Our team assists medical group practices in decreasing the number of denied claims, expediting payments and increasing total revenue all while alleviating the strain on your internal personnel.
Running a medical group involves more billing work and a higher risk of errors. Some common problems include
Without a well-managed billing process these issues can lead to denied claims, lost revenue and more pressure on your admin team.
We are aware that every medical group is unique. Our staff adapts our services according to your present systems, specialisations and organizational structure. We carefully and accurately manage billing duties for every doctor and department regardless of how many providers you have five or fifty.
We at True Claim Partners provide comprehensive medical billing assistance that is customized to meet your group's requirements. We handle the back office tasks so you can concentrate on patient care regardless of how big your practice is or how many specialities you have. A more detailed look at the services we offer is given below:


Before a patient arrives we verify their insurance. In addition to ensuring that patients are aware of their coverage this helps avoid billing problems in the future. By confirming eligibility, coverage and any required pre-authorizations we reduce claim denials and save your front desk time.
Each of your group's specialities has unique coding requirements. Our qualified coders are familiar with the specific codes for each area, including dermatology, orthopaedics and cardiology. In order for claims to be clear and compliant and for payments to be made more quickly we make sure your services are classified correctly.
All insurance companies get our promptly prepared and submitted claims. Regardless of whether your organisation treats patients with private insurance, Medicare or Medicaid we ensure that the claims are timely and electronically submitted. This minimises delays and keeps your cash flow consistent.
We take action if a claim is rejected. After looking into the cause and resolving any problems, our staff promptly submits it again. We also deal with appeals and monitor their progress. Errors or rejections don't cost you money; we fight to ensure that you are compensated for your labour.
We properly publish payments to your system and match them with the appropriate claims as soon as they are received. We also identify missing or underpaid payments and take the appropriate action to get them back. Your financial records remain current and clear as a result.
We help your physicians in obtaining insurance company credentialing and maintaining their enrolments. In order to prevent payment delays, we manage all documentation and keep track of renewal deadlines whether you are updating current providers or recruiting new ones.

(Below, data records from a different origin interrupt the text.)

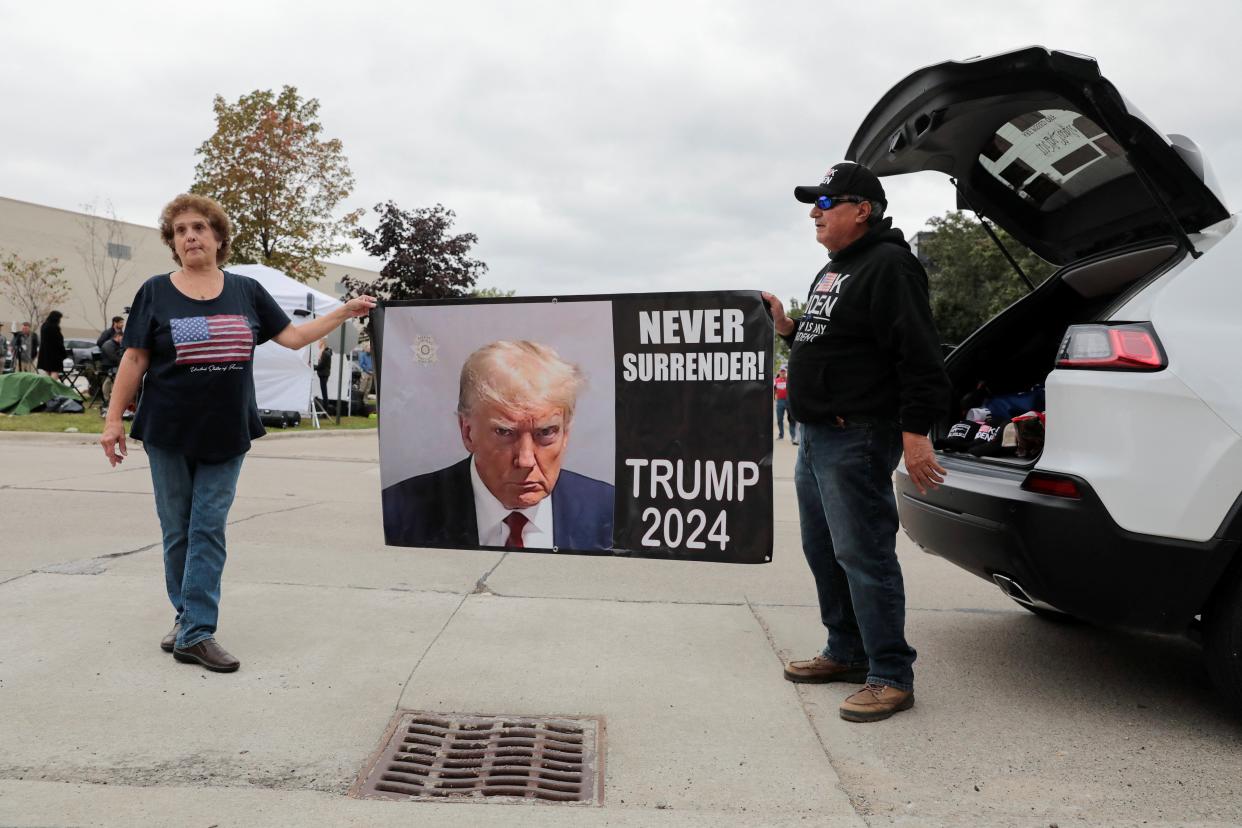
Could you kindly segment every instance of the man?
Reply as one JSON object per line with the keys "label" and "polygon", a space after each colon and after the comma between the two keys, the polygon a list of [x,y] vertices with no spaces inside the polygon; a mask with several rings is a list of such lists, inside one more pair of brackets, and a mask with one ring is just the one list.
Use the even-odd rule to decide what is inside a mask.
{"label": "man", "polygon": [[613,487],[561,468],[581,370],[535,342],[493,342],[461,368],[469,457],[384,489],[398,546],[611,549]]}
{"label": "man", "polygon": [[904,454],[920,491],[943,482],[927,433],[948,409],[949,382],[927,274],[892,220],[884,188],[845,162],[794,197],[811,204],[830,261],[795,321],[764,294],[790,344],[789,402],[802,445],[794,470],[802,548],[815,576],[823,651],[793,661],[796,682],[862,682],[843,719],[886,719],[914,705],[915,651],[905,638],[892,474]]}
{"label": "man", "polygon": [[95,347],[103,350],[104,343],[113,337],[114,334],[125,333],[125,317],[112,317],[112,324],[99,332],[99,336],[95,338]]}
{"label": "man", "polygon": [[358,396],[362,397],[365,404],[367,395],[371,393],[371,384],[375,381],[375,362],[371,359],[371,343],[365,342],[362,350],[358,352],[358,370],[362,372],[358,377]]}
{"label": "man", "polygon": [[[9,340],[8,340],[8,337],[4,335],[4,323],[0,322],[0,371],[3,371],[5,369],[6,363],[8,362],[8,359],[7,359],[8,356],[9,356]],[[13,362],[17,362],[16,357],[13,358]],[[16,370],[16,366],[14,366],[14,370]]]}
{"label": "man", "polygon": [[328,404],[328,378],[332,376],[332,349],[328,340],[319,340],[319,360],[315,363],[315,374],[319,377],[319,399]]}
{"label": "man", "polygon": [[121,367],[121,357],[125,355],[125,346],[121,344],[124,333],[115,328],[112,331],[112,338],[104,340],[100,346],[99,369],[104,375],[103,388],[103,409],[101,414],[108,413],[108,403],[112,400],[112,383],[116,379],[116,371]]}
{"label": "man", "polygon": [[776,439],[785,439],[785,415],[789,415],[789,440],[798,445],[798,423],[789,409],[789,377],[785,369],[776,372],[776,380],[772,383],[772,394],[776,397]]}
{"label": "man", "polygon": [[39,335],[30,330],[29,322],[23,322],[22,329],[13,334],[13,370],[33,371],[38,353]]}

Clear, readable reports that demonstrate the performance of your group will be sent to you. Performance, accounts receivable (AR) and collections are broken out by department and supplier. These insights assist you in increasing your income and making more informed business decisions.
TCP proudly works with a wide range of healthcare providers, including:
Claims are submitted and paid more quickly
We take care of the billing details
Fewer denials and rejections
See provider performance and revenue in one place
Easily add new providers or services to your group
Many of our group clients report seeing fewer billing issues and better financial results in the first few months.
Getting started with True Claim Partners is quick and easy
We learn about your medical group’s size, specialties and current process
We connect with your EHR and billing software
We handle credentialing and enrollment for your team
Our team starts submitting and managing claims
You receive regular reports and support from our team
We also provide billing summaries for each provider, department and location to help you stay organized.
We pair each speciality in your practice with the appropriate medical coding team. Regardless of your specialty internal medicine, cardiology, paediatrics or another our team is skilled in accurately billing.
We take care of payer applications, updates and renewals on your behalf helping you in swiftly onboarding new providers.
Dashboards that display each provider's claims, payments and revenue performance will be provided to you in real time. This facilitates decision making for the entire group.
Our USA based billing staff is available to help with enquiries at any time. We adhere to payer requirements and HIPAA regulations to safeguard your data and maintain compliance.